49 For these reasons, leave is refused to amend the notice of appeal in respect of proposed ground 6.
50 As to ground 7, which relates to the proper construction of s 473DD, I am not satisfied that the FCCA erred in rejecting the appellant's contention that the IAA had adopted an unduly narrow construction of the provision. The IAA addressed the requirements of s 473DD and found that they were not satisfied in relation to information in the appellant's submission dated 13 February 2017 which referred to the UK Upper Tribunal decision. The IAA found that this information could not have been provided to the delegate because of its recent publication and that there were not exceptional circumstances to justify its consideration. The primary judge's reasons for rejecting this ground are summarised and/or set out in [25] and [26] above. The appellant has not identified any arguable appealable error in the primary judge's reasons relating to this matter.
51 I accept the Minister's submission that the IAA's construction and application of s 473DD was consistent with authorities such as BBS16 and CQW17. Those authorities establish that the expression "exceptional circumstances" is to be given a broad meaning and that the IAA should consider all relevant circumstances. The matters in s 473DD(b)(i) and/or (ii) will usually form part of that consideration, as White J observed in BVZ16 (see also CHF16 v Minister for Immigration and Border Protection [2017] FCAFC 192; 257 FCR 148 (CHF16) at [44] per Gilmour, Robertson and Kerr JJ).

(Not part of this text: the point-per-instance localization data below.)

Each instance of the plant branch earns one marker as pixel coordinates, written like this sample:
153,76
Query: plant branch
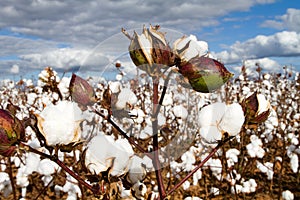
11,177
155,160
166,82
123,133
221,143
53,158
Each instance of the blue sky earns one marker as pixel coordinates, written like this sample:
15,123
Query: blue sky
63,34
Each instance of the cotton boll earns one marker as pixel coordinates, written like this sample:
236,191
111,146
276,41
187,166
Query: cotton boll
59,123
140,190
126,96
180,111
136,170
210,134
236,189
266,168
115,87
5,185
168,100
197,176
22,177
161,119
146,132
211,114
31,98
231,156
233,119
104,152
137,115
71,188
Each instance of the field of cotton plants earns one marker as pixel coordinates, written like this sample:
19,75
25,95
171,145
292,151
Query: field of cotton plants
183,127
260,162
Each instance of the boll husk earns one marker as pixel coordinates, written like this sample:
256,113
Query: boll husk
256,108
204,74
149,51
11,133
81,91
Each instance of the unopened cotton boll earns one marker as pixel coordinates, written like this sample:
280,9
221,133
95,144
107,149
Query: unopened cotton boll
60,123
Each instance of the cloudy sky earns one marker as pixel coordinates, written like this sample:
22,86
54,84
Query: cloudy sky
73,33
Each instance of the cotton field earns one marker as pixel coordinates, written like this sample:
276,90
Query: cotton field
108,142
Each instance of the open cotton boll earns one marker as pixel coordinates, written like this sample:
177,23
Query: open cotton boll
63,86
232,120
211,114
126,96
210,134
115,86
263,104
180,111
104,152
136,170
59,123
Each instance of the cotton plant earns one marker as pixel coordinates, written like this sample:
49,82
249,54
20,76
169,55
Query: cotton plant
118,160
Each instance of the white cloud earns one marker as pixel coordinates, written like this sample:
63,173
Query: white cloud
15,69
81,26
265,63
281,44
289,21
66,58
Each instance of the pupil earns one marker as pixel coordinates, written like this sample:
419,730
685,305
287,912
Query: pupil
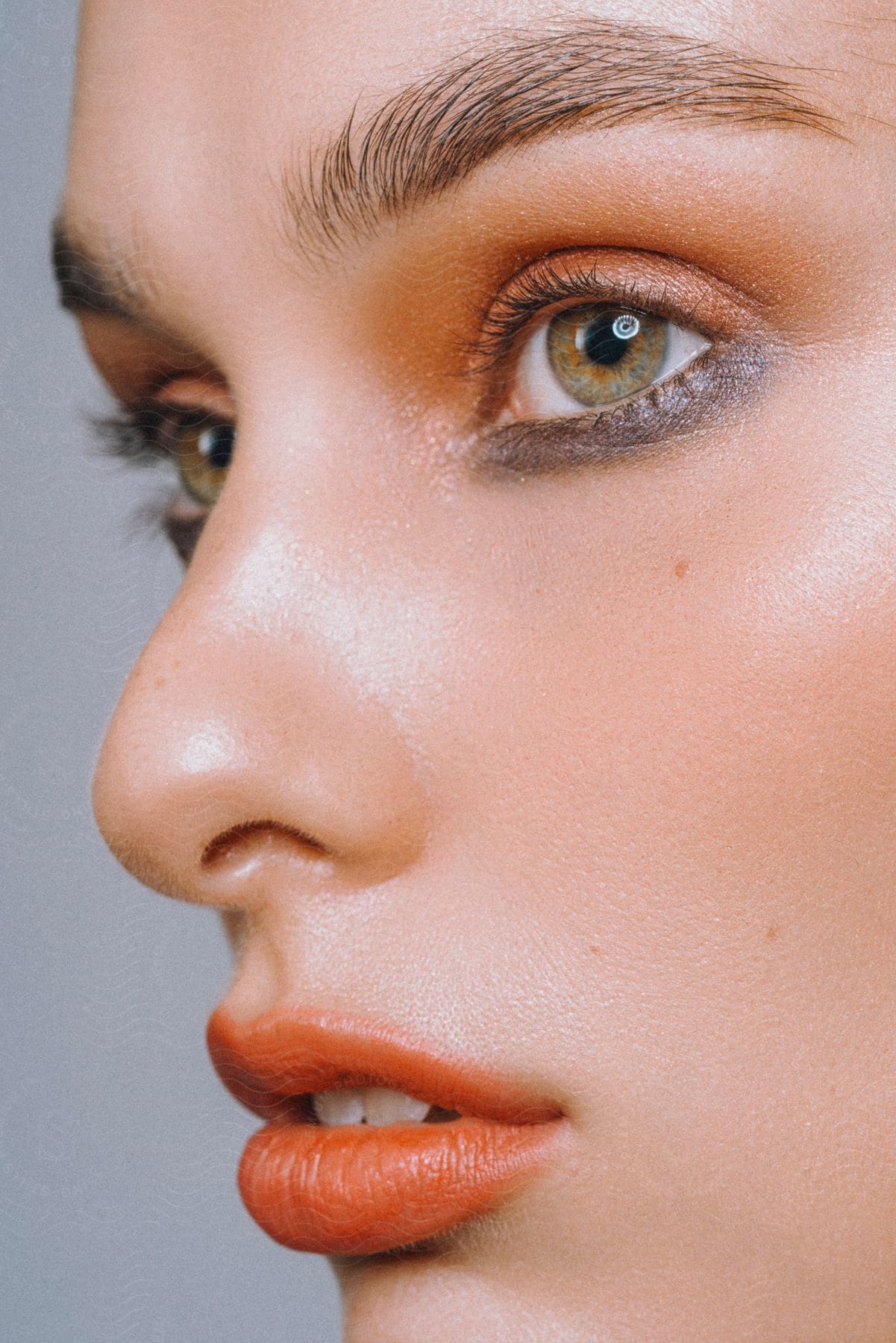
606,340
216,446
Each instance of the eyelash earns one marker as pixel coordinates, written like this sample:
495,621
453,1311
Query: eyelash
648,421
542,287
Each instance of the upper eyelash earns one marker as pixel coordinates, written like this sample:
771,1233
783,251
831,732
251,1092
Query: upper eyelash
131,433
134,433
542,285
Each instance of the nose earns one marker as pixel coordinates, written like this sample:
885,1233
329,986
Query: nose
260,730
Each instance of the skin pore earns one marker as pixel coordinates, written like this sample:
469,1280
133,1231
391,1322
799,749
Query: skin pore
563,740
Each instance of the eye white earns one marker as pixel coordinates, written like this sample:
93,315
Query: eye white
538,394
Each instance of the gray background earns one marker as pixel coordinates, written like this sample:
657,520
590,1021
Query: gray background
119,1148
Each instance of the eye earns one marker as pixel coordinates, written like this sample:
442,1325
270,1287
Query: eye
203,450
592,356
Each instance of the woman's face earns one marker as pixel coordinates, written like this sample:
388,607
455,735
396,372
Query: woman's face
531,692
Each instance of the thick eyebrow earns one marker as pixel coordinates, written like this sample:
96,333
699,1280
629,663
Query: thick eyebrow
436,132
523,89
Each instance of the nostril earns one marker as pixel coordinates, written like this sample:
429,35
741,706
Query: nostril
251,837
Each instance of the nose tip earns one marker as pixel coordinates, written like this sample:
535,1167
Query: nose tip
210,783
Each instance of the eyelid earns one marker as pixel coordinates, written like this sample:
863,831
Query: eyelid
652,282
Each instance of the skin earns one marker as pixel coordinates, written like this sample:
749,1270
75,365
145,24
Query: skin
597,766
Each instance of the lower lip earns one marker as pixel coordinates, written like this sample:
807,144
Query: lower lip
357,1190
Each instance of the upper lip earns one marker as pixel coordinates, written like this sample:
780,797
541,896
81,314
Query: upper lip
290,1052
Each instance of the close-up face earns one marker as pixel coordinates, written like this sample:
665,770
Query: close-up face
523,376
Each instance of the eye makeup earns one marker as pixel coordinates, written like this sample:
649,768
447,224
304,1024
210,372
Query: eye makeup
639,351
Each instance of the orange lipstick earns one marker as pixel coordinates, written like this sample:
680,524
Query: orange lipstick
352,1189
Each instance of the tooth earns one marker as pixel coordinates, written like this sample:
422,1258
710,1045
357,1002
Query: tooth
389,1107
339,1107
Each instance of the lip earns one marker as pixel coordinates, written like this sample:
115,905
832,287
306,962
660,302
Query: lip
355,1189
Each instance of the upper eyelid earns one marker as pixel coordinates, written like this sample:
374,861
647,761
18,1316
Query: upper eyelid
540,285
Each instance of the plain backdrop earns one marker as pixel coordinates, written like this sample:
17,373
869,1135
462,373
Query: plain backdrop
119,1210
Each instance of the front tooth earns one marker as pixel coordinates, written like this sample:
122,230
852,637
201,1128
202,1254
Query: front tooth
387,1107
339,1107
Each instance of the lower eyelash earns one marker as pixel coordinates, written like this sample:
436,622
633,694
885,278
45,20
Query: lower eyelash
652,421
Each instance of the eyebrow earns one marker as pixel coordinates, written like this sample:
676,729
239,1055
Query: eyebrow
436,132
524,89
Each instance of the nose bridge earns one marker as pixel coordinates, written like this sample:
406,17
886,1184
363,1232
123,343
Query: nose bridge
263,721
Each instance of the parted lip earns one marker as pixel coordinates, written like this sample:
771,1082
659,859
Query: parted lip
286,1054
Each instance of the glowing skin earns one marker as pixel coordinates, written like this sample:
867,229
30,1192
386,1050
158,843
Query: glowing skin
580,770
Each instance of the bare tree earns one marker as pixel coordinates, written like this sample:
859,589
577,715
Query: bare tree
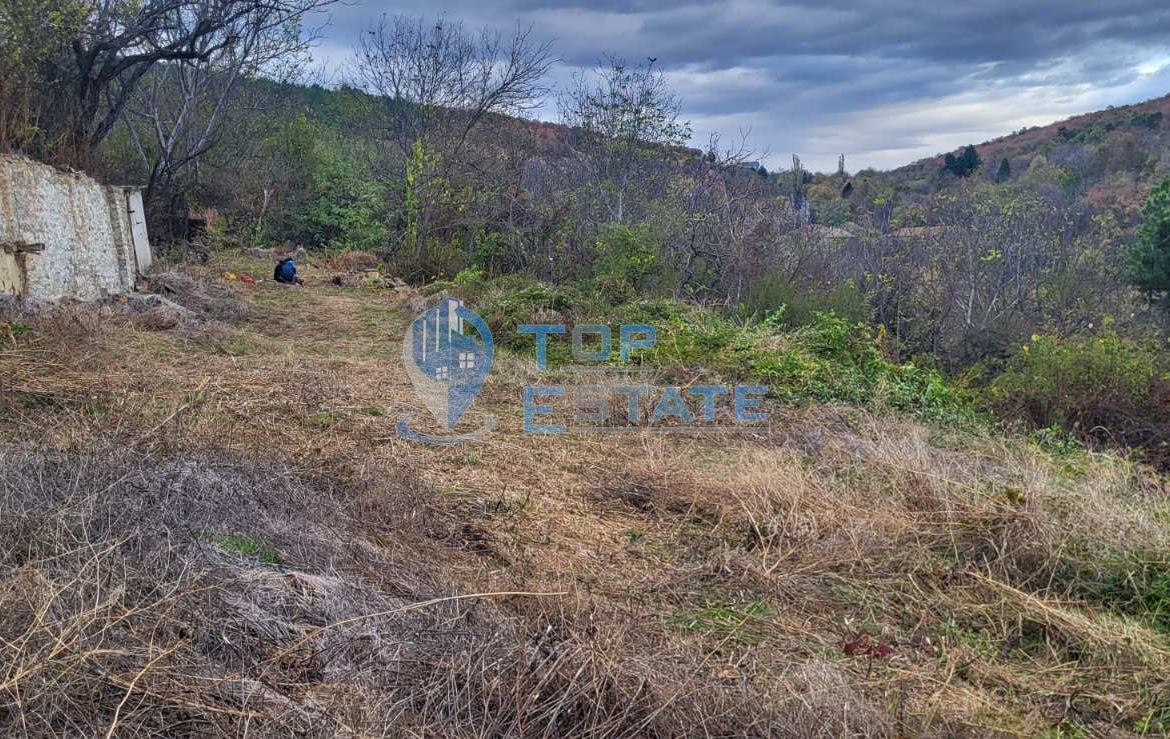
185,108
436,82
123,40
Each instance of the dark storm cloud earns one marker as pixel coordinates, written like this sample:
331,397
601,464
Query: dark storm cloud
883,81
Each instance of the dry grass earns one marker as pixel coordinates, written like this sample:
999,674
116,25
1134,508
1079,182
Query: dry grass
218,532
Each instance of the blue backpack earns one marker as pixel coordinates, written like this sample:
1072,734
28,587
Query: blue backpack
286,271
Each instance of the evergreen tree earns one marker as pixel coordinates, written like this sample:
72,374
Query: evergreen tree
964,165
1149,257
1004,172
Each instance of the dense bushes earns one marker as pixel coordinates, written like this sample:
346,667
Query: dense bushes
1103,388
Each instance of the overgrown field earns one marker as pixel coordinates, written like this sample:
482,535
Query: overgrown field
210,525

52 What is critical about this case, however, is that the IAA found at [5] that, even though the Upper Tribunal case constituted "new information" within the definition in s 473DC (which necessarily included a finding that the IAA considered that the information "may be relevant") (emphasis added), when it then turned to consider the requirements of s 473DD, the IAA was not satisfied that there were exceptional circumstances to justify considering the new information simply because, when analysed more closely, the information was not relevant to the making of its decision. That is because the Upper Tribunal case concerned a person who had a different profile and was from a different part of Iraq than the appellant here. As the primary judge pointed out at [38] it may have also been open to the IAA to not regard the Upper Tribunal case as constituting "new information".

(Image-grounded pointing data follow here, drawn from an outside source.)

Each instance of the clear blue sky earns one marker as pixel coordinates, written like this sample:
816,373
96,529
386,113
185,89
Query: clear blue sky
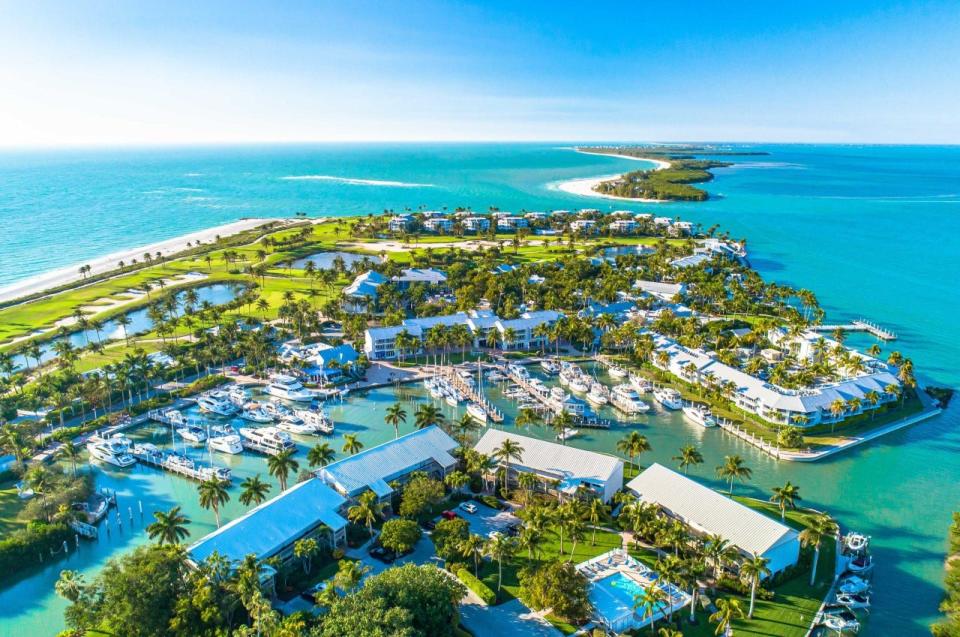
128,72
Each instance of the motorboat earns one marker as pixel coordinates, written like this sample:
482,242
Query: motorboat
193,433
111,450
669,398
549,367
625,398
224,439
215,404
855,601
853,585
288,388
641,384
597,395
269,439
700,415
255,413
317,419
616,371
477,412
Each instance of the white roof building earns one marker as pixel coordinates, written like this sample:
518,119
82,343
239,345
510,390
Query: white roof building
601,473
707,512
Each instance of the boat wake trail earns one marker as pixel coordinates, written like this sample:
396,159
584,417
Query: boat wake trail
356,182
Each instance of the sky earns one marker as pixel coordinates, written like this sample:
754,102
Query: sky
146,73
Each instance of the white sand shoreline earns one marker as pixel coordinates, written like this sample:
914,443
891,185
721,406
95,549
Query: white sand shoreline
585,187
61,276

53 The IAA having come to the threshold view, however, that the information might be relevant so that it qualified as "new information", I see no error on the part of the IAA in concluding that, after a closer examination of the information, there were no exceptional circumstances to warrant its further consideration because of its lack of relevance. Having regard to that view, which was plainly open to the IAA, it is difficult to think of any other matters which could ever outweigh that finding in determining whether or not there are exceptional circumstances. The IAA's ultimate finding on lack of relevance was central to its assessment of "exceptional circumstances". The appellant did not challenge that ultimate finding.
54 For these reasons, ground 7 is rejected.